Dans l’« Inventaire des reliques de Notre-Dame de Troyes », rédigé en janvier 1664, il avait signalé « Un bras d’argent où il y a un fragment du bras de saint Liébaut, abbé ».
Le culte de saint Liébaut était donc intronisé dans la liturgie diocésaine. Mais cette gloire fut éphémère, car, en 1652, François Malier du Houssay (1641-1675), évêque de Troyes, ayant réformé l’ancien Bréviaire Troyen d’après les Rubriques et le Calendrier du Bréviaire Romain, le nouveau saint Liébaut, abbé, fut exclu du Propre des Saints de Troyes, et rayé du martyrologue Troyen, réformé en 1688 par Denis-François Bouthiller de Chavigny, évêque de Troyes (1678-1697).

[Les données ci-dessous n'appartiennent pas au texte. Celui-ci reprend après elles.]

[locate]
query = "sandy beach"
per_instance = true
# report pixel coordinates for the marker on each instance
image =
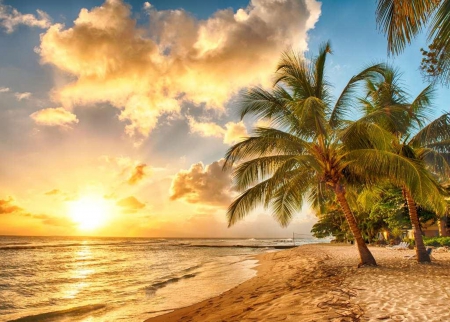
(323, 283)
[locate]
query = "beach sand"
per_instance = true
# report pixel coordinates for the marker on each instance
(322, 283)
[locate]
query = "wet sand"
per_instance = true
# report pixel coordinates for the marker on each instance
(322, 283)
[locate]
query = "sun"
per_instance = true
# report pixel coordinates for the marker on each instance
(89, 212)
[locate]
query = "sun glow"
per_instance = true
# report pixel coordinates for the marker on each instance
(89, 212)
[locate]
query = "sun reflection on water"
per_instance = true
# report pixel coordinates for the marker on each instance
(79, 271)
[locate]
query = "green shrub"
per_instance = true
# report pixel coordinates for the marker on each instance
(436, 241)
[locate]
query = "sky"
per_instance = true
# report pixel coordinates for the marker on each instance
(115, 115)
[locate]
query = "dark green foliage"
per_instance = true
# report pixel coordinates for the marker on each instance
(436, 241)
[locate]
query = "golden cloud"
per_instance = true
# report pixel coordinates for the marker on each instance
(130, 204)
(138, 174)
(148, 73)
(235, 132)
(22, 96)
(203, 184)
(54, 117)
(232, 133)
(7, 206)
(10, 18)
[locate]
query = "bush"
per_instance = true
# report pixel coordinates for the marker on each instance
(436, 241)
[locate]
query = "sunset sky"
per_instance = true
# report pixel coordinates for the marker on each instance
(122, 110)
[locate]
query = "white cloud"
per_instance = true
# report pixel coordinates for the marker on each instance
(184, 59)
(22, 96)
(202, 184)
(10, 18)
(54, 117)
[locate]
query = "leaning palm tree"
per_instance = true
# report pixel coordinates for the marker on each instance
(306, 153)
(387, 105)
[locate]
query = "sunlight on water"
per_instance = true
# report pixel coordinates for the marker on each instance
(107, 279)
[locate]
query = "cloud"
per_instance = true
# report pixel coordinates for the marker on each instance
(51, 220)
(235, 132)
(138, 174)
(53, 192)
(206, 129)
(149, 72)
(10, 18)
(54, 117)
(22, 96)
(232, 133)
(130, 204)
(7, 206)
(203, 184)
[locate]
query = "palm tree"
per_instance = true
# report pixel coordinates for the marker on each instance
(305, 154)
(402, 20)
(387, 104)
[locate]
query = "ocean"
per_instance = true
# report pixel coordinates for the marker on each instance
(119, 279)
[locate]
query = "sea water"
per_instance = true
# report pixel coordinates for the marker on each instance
(113, 279)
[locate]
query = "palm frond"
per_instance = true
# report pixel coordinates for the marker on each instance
(402, 20)
(344, 102)
(420, 108)
(256, 170)
(257, 146)
(319, 69)
(402, 171)
(437, 130)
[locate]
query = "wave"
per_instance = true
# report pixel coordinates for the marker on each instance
(57, 315)
(151, 289)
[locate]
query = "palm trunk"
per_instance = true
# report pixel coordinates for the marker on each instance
(364, 252)
(421, 252)
(442, 224)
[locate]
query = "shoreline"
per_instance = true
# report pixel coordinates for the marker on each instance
(321, 282)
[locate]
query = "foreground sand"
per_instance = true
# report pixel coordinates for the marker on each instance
(322, 283)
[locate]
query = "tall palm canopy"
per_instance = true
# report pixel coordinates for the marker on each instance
(388, 105)
(402, 20)
(311, 148)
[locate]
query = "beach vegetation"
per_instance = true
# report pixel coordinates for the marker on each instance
(420, 141)
(437, 241)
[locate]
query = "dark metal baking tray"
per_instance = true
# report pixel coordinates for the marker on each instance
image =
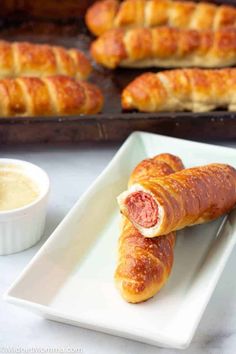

Les ecclésiastiques qui ont confectionné le Bréviaire Troyen imprimé en 1829 et réimprimé en 1840, ont cru devoir réprouver l’opinion de la commission liturgique de 1652 et 1688 pour adopter celle de Desguerrois, et, en conséquence, ils ont réintégré dans le Calendrier diocésain la fête de saint Liébaut, abbé, au 11 août.
22 ans plus tard, en 1847, lorsque le diocèse de Troyes reprit la Liturgie Romaine, qu’il avait abandonnée en 1718, le saint Liébaut, abbé, fut écarté et disparut de notre Liturgie diocésaine.